Sometimes (oftentimes) the truth is easier to find than to face.


14, 20



Talk about how choices become habits. Habits can become addictions. Describe how pathways are literally dug into the brain and it's very hard to change them once those paths are made.


13-16



Never take friendships for granted. Show up. Reach out. Be there when they need you. Friends are gifts; tend to those relationships with love.


15, 20



When backing up a trailer, put your hand at the bottom of the steering wheel and move the steering wheel in the direction you want the trailer to go.


19



Appreciate other cultures when traveling or interacting among people from different cultures. Once on a mission trip, the locals brought coffee and cookies by in the afternoons, but I never took any. I regret that lost opportunity for connection.


14, 18, 21



Listen to The Moth (storytelling) together.


15



Don’t give up on your dreams, but remember there will be plenty of times when you have to tweak them a bit…or a lot. I think of all the couples who were slated to get married in 2020. They either postponed or scrapped the big wedding for a backyard ceremony and bbq. How many brides had to *massively* shift heir vision and let go of what they assumed their wedding would look like. This happened to my friend and she cried and cried, of course.
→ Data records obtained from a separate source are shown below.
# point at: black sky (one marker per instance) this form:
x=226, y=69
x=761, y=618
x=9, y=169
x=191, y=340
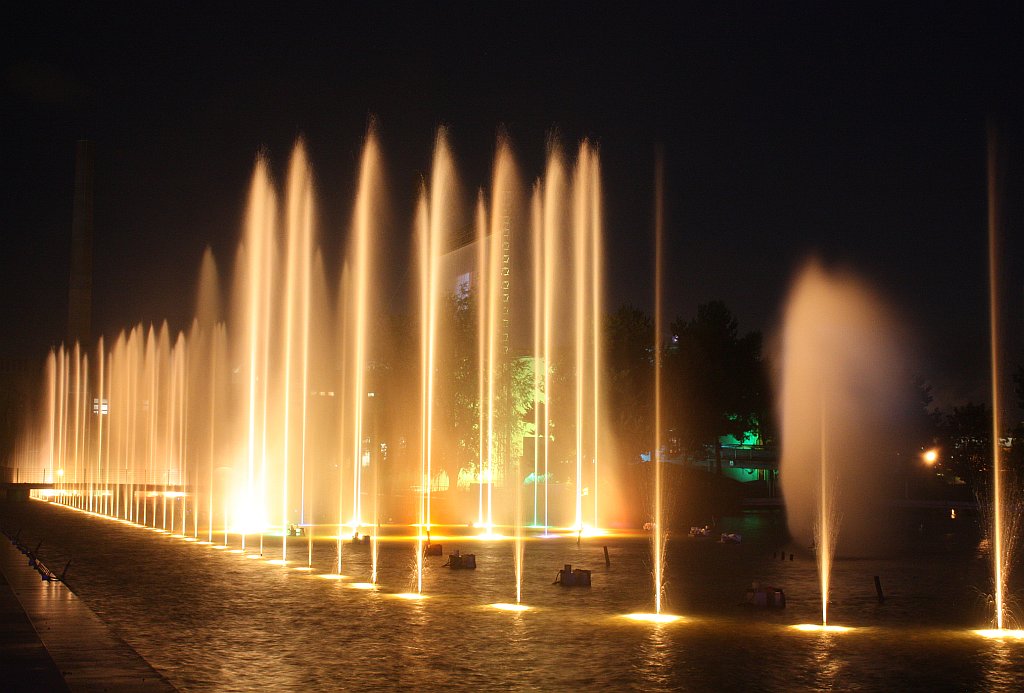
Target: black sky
x=854, y=132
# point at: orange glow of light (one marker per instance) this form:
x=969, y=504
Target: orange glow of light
x=1000, y=634
x=817, y=627
x=653, y=617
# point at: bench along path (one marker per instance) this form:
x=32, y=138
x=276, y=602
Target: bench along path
x=84, y=650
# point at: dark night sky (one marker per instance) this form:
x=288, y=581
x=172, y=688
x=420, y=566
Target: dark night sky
x=856, y=133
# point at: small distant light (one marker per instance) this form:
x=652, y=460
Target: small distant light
x=1004, y=634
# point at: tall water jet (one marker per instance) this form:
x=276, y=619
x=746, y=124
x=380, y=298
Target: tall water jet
x=257, y=283
x=298, y=282
x=655, y=455
x=537, y=245
x=555, y=193
x=368, y=203
x=1001, y=530
x=482, y=291
x=844, y=392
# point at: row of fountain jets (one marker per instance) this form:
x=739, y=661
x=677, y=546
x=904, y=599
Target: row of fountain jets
x=217, y=429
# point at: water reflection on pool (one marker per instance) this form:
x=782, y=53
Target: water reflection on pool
x=213, y=620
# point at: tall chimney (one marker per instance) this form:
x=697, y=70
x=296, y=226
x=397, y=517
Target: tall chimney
x=80, y=282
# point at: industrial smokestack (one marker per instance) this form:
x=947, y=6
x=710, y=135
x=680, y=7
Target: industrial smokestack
x=80, y=282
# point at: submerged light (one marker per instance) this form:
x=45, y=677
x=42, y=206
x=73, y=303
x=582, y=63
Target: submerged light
x=653, y=617
x=818, y=627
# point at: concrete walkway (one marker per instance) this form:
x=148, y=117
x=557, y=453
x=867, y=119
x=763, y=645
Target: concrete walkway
x=51, y=641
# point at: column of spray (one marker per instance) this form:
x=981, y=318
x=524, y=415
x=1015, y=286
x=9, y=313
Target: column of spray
x=597, y=310
x=175, y=442
x=537, y=235
x=98, y=414
x=554, y=196
x=110, y=485
x=256, y=285
x=344, y=443
x=655, y=457
x=317, y=461
x=581, y=228
x=118, y=401
x=131, y=456
x=422, y=230
x=481, y=294
x=166, y=392
x=207, y=331
x=296, y=334
x=998, y=559
x=150, y=375
x=499, y=267
x=823, y=537
x=367, y=203
x=442, y=186
x=80, y=472
x=51, y=404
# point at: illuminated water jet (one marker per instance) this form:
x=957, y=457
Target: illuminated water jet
x=652, y=617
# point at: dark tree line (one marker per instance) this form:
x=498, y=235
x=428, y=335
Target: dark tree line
x=714, y=381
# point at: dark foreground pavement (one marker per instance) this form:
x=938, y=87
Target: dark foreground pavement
x=51, y=641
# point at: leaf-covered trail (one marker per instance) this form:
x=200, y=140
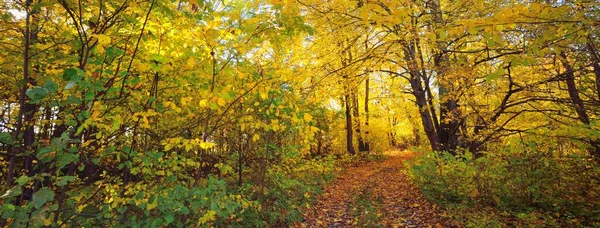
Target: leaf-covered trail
x=374, y=194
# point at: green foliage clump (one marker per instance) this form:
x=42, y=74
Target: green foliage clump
x=290, y=187
x=520, y=184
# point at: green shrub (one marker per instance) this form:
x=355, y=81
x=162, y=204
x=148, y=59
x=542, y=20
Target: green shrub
x=529, y=185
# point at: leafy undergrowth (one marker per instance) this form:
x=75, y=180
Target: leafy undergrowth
x=519, y=186
x=374, y=194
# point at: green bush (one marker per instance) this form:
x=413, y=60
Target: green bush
x=528, y=186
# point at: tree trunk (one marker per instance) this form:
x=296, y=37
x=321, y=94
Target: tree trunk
x=356, y=116
x=582, y=115
x=349, y=144
x=366, y=142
It was a big disappointment. But then she and her fiancé had the most charming backyard ceremony. It was small but so romantic.Now she says she wouldn’t change a thing about her wedding. I’ve got a silly example from my own dreams. I had long hoped to spend my 50th birthday on Maui with friends and family all staying at the Four Seasons. Fifty happened during Covid so I moved my dream celebration to sixty. And then come to find out tourism isn’t considered a good thing by locals in Hawaii, so will choose a different destination where tourism is encouraged and sustainable. I’m still dreaming my dream, even it looks different than I thought it would. All this to say, don’t lose heart when stuff happens and your plans are upended. Be honest about your disappointment about what’s been lost, but then be open to opportunities this new turn of events brings with it. There are always blessings hidden among heartbreak.


13, 17, 21



May you make yourself proud every day. That’s my wish for you. (I will always be proud of you.) xoxo


9, 14, 21



Music, arts, words or dancing can have a profound effect on the spirit. Let's find something that gives you chills!


11-14



It matters more “how” you go to college than “where” you go to college.


16



Open a Bank Account


8-12



Look into Rustic Pathways to see the world and do some good.


15



Keep screen time to a minimum.


2-8



If you sleep with a girl, always call or text the next day. Don't be a d-bag.


18



Sometimes the job will require you to do menial tasks. Do them enthusiastically because nothing is “beneath you.” If the good Lord can wash people’s feet, you can make coffee at the office. Get over yourself.


16, 21



Kids (and people of all ages) need attention, affection and appreciation. It’s not all they need, but it’s a start!


11



Sex is something you do *with* someone, not *to* them. It should never be about scoring or bragging. It doesn’t make you a man. A man is someone who respects himself and others


13-17



Sometimes I think the best way to take care of them is to teach them to take care of others: Littler kids, sick or disabled, those who’ve been left out.


5-7, 1Infant-12



Of all the things I worry about, addiction is very high on the list. Begin talks (age appropriate) about addiction.